Either way, the goal is to only ship new content. In our own system logs are shipped via a service that replicates the logs as they are written. That required a small service that handled the log files to be written, but reduced latency in capturing logs and cut bandwidth use immensely.
Each server should probably:
manage its own log files (start new logs before uploading and delete sent logs after uploading)
name the files (or prepend metadata) so the server knows which client sent them and what period they cover
compress log files before shipping (compress + FTP + uncompress is often faster than FTP alone)
push log files to a central location (FTP is faster than SMB, the windows FTP command can be automated with "-s:scriptfile")
notify you when it cannot push its log for any reason
do all the above on a staggered schedule (to avoid overloading the central server)
Perhaps use the server's last IP octet multiplied by a constant to offset in minutes from midnight?
The central server should probably:
accept log files sent and queue them for processing
gracefully handle receiving the same log file twice (should it ignore or reprocess?)
uncompress and process the log files as necessary
delete/archive processed log files according to your retention policy
notify you when a server has not pushed its logs lately
We have a similar product on a smaller scale here.
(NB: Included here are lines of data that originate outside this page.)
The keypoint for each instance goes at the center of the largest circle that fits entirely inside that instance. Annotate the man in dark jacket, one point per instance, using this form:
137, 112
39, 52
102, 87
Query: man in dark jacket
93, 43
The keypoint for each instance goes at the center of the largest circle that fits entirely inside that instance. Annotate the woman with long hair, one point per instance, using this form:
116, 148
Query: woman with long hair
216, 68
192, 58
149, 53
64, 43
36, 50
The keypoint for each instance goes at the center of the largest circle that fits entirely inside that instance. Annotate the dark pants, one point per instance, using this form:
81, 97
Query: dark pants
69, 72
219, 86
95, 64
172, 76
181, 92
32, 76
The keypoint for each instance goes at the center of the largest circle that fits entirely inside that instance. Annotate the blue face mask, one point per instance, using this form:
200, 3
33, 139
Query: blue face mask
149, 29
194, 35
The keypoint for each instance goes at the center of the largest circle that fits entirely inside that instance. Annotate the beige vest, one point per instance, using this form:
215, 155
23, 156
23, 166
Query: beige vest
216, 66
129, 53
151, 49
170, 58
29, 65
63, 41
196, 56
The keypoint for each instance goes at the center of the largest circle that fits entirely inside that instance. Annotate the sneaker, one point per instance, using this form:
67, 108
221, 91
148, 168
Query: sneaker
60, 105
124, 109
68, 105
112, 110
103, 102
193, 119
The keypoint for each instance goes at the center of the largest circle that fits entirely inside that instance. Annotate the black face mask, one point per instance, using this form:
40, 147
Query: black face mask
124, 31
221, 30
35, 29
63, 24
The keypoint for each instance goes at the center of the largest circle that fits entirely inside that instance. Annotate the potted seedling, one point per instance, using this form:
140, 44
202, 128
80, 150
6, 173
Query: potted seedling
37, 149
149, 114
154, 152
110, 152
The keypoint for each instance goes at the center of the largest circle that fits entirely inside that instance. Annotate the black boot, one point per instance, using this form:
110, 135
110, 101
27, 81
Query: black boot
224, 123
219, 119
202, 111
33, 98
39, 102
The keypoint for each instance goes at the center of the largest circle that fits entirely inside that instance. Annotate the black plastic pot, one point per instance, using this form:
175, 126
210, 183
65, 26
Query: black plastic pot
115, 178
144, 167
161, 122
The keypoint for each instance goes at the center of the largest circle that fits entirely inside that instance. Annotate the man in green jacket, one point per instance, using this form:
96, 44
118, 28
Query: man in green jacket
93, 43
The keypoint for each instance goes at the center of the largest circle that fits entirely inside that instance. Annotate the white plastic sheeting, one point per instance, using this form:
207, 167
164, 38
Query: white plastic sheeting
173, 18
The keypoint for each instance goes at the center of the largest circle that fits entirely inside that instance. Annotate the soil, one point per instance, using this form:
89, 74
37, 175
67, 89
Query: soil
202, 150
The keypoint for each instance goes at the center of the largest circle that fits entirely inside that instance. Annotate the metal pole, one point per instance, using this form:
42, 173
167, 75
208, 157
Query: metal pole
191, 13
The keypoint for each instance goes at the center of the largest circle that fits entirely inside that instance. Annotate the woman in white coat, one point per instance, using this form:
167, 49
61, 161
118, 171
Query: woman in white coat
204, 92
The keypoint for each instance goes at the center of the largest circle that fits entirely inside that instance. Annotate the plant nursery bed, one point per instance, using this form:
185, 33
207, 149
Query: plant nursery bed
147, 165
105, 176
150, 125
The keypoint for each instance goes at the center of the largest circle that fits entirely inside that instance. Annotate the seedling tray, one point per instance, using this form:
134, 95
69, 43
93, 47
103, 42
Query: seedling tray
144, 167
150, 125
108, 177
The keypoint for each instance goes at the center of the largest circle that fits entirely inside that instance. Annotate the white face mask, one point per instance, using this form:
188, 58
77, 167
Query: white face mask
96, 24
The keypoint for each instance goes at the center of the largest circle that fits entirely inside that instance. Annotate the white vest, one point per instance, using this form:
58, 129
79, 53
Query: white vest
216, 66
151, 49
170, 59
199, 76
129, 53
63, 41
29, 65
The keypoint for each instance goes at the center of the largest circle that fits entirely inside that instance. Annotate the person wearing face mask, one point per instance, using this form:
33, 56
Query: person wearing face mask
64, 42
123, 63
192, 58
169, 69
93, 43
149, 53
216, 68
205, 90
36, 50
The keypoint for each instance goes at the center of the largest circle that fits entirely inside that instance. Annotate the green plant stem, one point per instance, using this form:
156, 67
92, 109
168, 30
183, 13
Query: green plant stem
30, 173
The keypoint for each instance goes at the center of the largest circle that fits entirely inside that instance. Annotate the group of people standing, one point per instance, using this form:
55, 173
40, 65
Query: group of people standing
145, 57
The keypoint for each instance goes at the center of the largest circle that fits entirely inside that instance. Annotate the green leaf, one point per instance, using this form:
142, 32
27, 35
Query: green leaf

Our solution is to have the machines generating the log files push them to a NAT on a daily basis in a randomly staggered pattern. This solved a lot of the problems of a more pull-based method, including bunched-up read-write times that kept a server busy for days.
It doesn't sound like the storage servers bandwidth would be saturated, so you could pull from several clients at different locations in parallel. The main question is, what is the bottleneck that slows the whole process down?
I would do the following:
Write a program to run on each server, which will do the following:
Monitor the logs on the server
Compress them at a particular defined schedule
Pass information to the analysis server.
Write another program which sits on the core srver which does the following:
Pulls compressed files when the network/cpu is not too busy.
(This can be multi-threaded.)
This uses the information passed to it from the end computers to determine which log to get next.
Uncompress and upload to your database continuously.
This should give you a solution which provides up to date information, with a minimum of downtime.
The downside will be relatively consistent network/computer use, but tbh that is often a good thing.
It will also allow easy management of the system, to detect any problems or issues which need resolving.
NetBIOS copies are not as fast as, say, FTP. The problem is that you don't want an FTP server on each server. If you can't process the log files locally on each server, another solution is to have all the server upload the log files via FTP to a central location, which you can process from. For instance:
Set up an FTP server as a central collection point. Schedule tasks on each server to zip up the log files and FTP the archives to your central FTP server. You can write a program which automates the scheduling of the tasks remotely using a tool like schtasks.exe:
KB 814596: How to use schtasks.exe to Schedule Tasks in Windows Server 2003
You'll likely want to stagger the uploads back to the FTP server.